Many motorists don’t even make it inside the door to start an argument.

“We hadn’t even gotten to the door when we saw the prominent Trump banner and realized that we wouldn’t be welcome here,” one wrote in a Yelp review. “The food could have been wonderful … but nothing would have been worth eating in that poisonous atmosphere. No one complained as we left and drove another hour and a half to get lunch.”

Another Yelp reviewer added: “Try the food if you must, but the gas station down the road is a better decision if you have any type of moral compass.”

The couple has their supporters.
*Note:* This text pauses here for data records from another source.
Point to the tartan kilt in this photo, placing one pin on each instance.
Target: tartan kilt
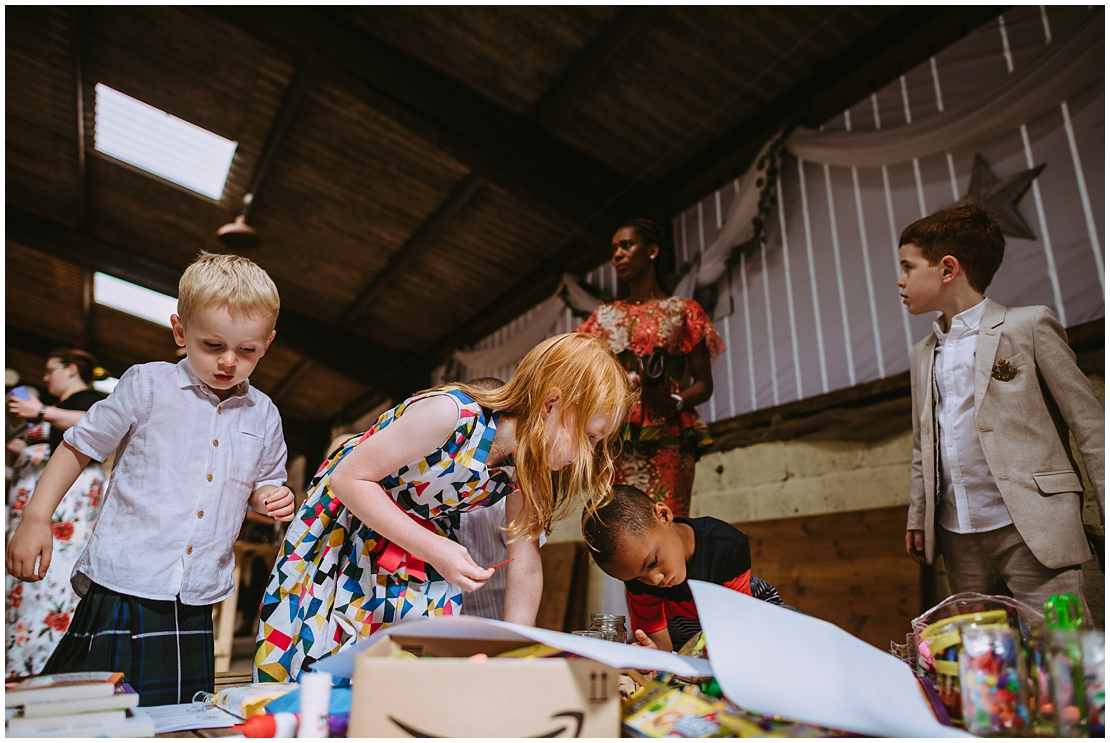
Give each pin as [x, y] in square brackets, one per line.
[163, 648]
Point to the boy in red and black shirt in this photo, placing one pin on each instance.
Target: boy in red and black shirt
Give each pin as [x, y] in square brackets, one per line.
[655, 553]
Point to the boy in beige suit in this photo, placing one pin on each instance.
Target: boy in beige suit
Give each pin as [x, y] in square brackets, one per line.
[995, 391]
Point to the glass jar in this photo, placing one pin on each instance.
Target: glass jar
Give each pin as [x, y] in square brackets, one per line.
[611, 625]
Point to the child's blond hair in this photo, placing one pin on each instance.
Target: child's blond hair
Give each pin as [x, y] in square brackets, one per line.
[592, 381]
[225, 280]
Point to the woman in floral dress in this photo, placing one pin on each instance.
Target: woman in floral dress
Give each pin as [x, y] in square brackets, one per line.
[663, 340]
[39, 613]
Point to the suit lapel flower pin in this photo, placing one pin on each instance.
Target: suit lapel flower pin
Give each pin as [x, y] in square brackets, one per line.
[1002, 371]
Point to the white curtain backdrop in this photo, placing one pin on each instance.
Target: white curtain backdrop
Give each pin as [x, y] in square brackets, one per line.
[816, 308]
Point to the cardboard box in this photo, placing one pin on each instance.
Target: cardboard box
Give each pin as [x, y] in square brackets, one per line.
[450, 695]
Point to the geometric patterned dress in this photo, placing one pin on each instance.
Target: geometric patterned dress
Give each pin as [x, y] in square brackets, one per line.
[337, 581]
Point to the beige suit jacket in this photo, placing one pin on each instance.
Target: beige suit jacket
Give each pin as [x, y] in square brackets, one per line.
[1023, 430]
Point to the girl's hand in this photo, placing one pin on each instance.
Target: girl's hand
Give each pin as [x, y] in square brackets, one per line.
[279, 503]
[657, 399]
[452, 561]
[31, 541]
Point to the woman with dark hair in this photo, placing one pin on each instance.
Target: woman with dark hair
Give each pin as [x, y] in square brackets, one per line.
[39, 613]
[663, 340]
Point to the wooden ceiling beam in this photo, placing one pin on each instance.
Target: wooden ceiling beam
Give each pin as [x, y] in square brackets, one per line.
[621, 29]
[504, 147]
[290, 380]
[411, 253]
[533, 288]
[288, 111]
[895, 47]
[355, 357]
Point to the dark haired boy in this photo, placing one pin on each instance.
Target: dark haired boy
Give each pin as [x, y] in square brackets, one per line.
[995, 391]
[656, 553]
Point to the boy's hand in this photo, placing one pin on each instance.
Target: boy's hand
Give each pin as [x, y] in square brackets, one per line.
[31, 541]
[644, 641]
[279, 503]
[915, 545]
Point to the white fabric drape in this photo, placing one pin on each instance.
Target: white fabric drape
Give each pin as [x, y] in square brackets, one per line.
[709, 265]
[1056, 74]
[1059, 72]
[543, 317]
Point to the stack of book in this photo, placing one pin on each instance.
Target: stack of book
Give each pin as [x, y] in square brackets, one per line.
[74, 705]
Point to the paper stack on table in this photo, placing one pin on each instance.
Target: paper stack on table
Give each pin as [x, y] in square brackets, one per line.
[775, 661]
[74, 705]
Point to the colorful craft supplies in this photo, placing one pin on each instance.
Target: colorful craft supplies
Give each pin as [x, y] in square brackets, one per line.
[992, 682]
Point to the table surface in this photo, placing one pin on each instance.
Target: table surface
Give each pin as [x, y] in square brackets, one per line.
[223, 680]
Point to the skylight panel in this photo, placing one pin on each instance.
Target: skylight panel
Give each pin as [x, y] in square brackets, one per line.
[162, 144]
[107, 385]
[133, 299]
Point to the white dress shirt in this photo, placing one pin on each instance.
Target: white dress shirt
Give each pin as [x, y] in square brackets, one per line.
[185, 464]
[970, 501]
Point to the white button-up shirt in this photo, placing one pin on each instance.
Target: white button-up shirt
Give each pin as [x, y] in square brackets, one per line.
[185, 464]
[970, 501]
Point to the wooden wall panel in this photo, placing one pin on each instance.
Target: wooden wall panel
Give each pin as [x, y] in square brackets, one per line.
[566, 571]
[849, 569]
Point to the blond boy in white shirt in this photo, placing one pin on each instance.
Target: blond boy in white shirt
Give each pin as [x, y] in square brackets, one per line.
[194, 445]
[995, 392]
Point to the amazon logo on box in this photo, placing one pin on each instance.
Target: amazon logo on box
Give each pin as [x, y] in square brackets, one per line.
[444, 692]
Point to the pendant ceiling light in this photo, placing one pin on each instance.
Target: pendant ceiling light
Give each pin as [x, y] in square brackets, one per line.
[239, 234]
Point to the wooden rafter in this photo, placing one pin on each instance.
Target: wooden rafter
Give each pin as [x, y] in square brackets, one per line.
[355, 357]
[597, 53]
[898, 44]
[506, 148]
[411, 253]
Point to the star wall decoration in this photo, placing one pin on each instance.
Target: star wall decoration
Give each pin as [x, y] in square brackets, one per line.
[1001, 197]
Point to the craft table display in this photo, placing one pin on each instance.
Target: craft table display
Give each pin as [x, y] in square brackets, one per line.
[223, 680]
When two people sitting on a bench in front of a local bar were asked for their take on Trump, one gave a thumbs-up sign; the other voted thumbs-down.

“Women in town won’t go in there,” one said. “How could they?”

Gail Utter, who works at the county courthouse, said she stopped in the cafe and when she left, noted that someone had put a Trump bumper sticker on her car.

She didn’t take it off, and wouldn’t say who she planned to vote for.

“When you go into that little voting box,” she said, “nobody knows your business.”

Back at the lunch counter, Antic speculated on what might happen if Trump loses: The U.S., of course, will descend into political chaos like the former Soviet Union. “Even if he loses,” he said, “he’s woken up a lot of people.”

Still, Antic won’t be able to help Trump come Election Day: He’s not a U.S. citizen, so he can’t vote.

But rest assured, Morehead will be the first to put the stamp on her mail-in ballot.

And that, Antic hopes, will make America great again.